Available in abundance, particularly at night, are taxis- with a twist.  Every car in Moscow is a potential taxi.  Simply hail a cab in the normal way and any number of cars will stop, their drivers hoping to make a fast buck. Negotiate your price and hop in! Scary to us Westerners, unheard of in Britain, it’s the norm in Moscow and perfectly legal.

A trip to the Lenin Hills, now known by the slightly less glam name, Sparrow Hills, treats me to a fantastic view of the city while strolling through the hill top market selling typical goodies like the Russian Matryoshka dolls and other souvenirs.   Bargaining with the sellers is difficult and they are astonishingly honest in admitting that they charge twice as much to foreigners than to the natives.

This is also the site of the Moscow State University which houses thirty thousand residents, a fine mix of students and staff.
The stately, imposing building is just one of seven.  Known as the Seven Sisters, they were created by Stalin to affirm the faith of Communism.  Apparently at least one of the seven is in view at all times wherever you are in the city.

Moscow nightlife caters for almost anything…from the sedate, the cultural or a good night of boozing and dancing.

There are over 300 places scattered throughout the city and the sex and drug industries are big business.  Strippers are the norm in most establishments, including up-market hotels and restaurants and the celebrity owned Planet Hollywood.
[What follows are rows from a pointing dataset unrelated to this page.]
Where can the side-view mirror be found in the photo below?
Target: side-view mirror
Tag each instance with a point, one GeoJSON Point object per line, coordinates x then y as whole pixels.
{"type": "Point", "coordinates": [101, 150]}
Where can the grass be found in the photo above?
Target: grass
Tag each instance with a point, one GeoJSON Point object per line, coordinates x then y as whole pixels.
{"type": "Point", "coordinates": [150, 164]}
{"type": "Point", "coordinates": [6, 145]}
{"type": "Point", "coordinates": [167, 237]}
Prostitution here, like most cities, is a thriving business.

Beware girls, you may have more problems than necessary if you venture out for a night on the town without a male.  Doormen gave me a hard time.  Twice in one evening they attempted to make a quick buck by trying to charge me extra on entry.  Shouting “English, English!” usually works!

Another shock lay in store for me when I visited the ladies.  Wooden slatted saloon doors were in place of normal respectable cubicle doors and to make matters worse, the toilet rolls were located on the outside of the cubicle.  What’s all that about then? So, prepare to in advance and lose your shy streak!

Vodka, of course, is available in abundance, but purchase it in reputable stores.  Word is that many bottles are filled with methylated spirits and other toxic fluids.

The Russians prefer to savor their sacred tipple neat and like you to do the same out of respect for their culture.  I received frowns and hostile glares when I asked for it with orange juice.  Try the Russian champagne if you get the chance, it really is a treat to the taste buds.  The Siberian beer is also worth sampling.

The hassle of organizing a letter of invitation and visa was well worth the effort and I was rewarded big time by visiting this beautiful, cosmopolitan yet quirky city.  It’s been hidden from western eyes for so long now and the people of Moscow sure are reveling in their newly founded freedom.